I am back in Washington.
Back to a boring job that I have been in and out of for years.
Back to self-doubt, a wavering testimony and seemingly loneliness.
I missed it here so much while I was away. But now that I am into a routine again. I feel a little depressed.
I have decided to go on a mission. I am so scared. I came back to visit Washington a few weeks before I decided to move back because I needed to tell my bishop that I want to serve. The nexte person I told was Tyler. I hadn't talked to him in a couple months, but he has had to big of an impact on me to not let him know. He is the person who gave me the courage to realize who I can be. He just seemed surpirsed. I guess it prepped me for telling everyone else, who was also surprised.
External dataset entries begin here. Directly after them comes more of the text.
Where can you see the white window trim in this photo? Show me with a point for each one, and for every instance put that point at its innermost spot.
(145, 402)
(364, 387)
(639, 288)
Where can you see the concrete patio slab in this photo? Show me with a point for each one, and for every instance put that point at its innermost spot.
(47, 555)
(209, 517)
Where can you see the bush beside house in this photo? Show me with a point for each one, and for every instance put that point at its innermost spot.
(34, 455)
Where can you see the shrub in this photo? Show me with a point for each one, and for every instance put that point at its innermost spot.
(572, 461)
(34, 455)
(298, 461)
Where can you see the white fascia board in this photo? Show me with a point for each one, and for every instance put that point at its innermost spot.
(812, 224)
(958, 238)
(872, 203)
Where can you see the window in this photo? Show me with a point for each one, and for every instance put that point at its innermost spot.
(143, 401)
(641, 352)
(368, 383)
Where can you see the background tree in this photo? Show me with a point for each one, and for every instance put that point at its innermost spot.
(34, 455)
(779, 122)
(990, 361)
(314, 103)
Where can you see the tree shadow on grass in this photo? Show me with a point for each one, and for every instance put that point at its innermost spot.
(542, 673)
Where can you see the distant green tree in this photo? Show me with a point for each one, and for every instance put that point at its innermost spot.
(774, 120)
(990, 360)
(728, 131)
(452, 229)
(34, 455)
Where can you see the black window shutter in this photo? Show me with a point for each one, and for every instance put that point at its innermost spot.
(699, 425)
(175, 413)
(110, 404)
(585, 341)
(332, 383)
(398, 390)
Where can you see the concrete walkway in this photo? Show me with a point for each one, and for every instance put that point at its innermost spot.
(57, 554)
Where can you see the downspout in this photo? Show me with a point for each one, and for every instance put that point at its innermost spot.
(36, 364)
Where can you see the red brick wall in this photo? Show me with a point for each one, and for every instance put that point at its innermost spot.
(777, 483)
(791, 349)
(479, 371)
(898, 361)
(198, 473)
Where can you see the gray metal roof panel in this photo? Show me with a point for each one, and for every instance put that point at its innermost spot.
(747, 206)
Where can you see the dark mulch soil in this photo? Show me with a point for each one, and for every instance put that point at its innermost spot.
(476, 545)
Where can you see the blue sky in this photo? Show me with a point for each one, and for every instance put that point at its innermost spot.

Rachel moved back to Washington just a couple days after I did. I'm a little disappointed in her. Just because I don't think that she gave Salt Lake a chance. But change isn't for everyone and she seems very happy now that she is back in Washington. So, I am not disappointed; she tried something new.
My heart is broken.
As much as I was hurt that to Tyler I was "out of sight, out of mind." I have to admit that I felt slightly that same way about him. But not to the same extent. I thought about him everyday while I was gone. I have thought about him everyday since I returned. I think Michelle was right: I did fall in love with Tyler.
I saw him last night, from a distance. It was at a movie theater. As I was walking out, about one hundred feet in front of me was Tyler, holding hands with his new girl. I froze. I litterally Stopped in my tracks in shock. The boy (yes boy, I realize he has growing up to do) I had come to love has someone new that he cares about far more than he did me. I try not to let my feelings get hurt by others lack of care, but I ended up caring about him, and now I am hurt.
A mission will be so good for me. I feel like I need to be away. Although I just was, coming back brought back all the pain I was feeling before. The temptations here are so great. They almost feel like too much, but I have faith that I will do what I am supposed to.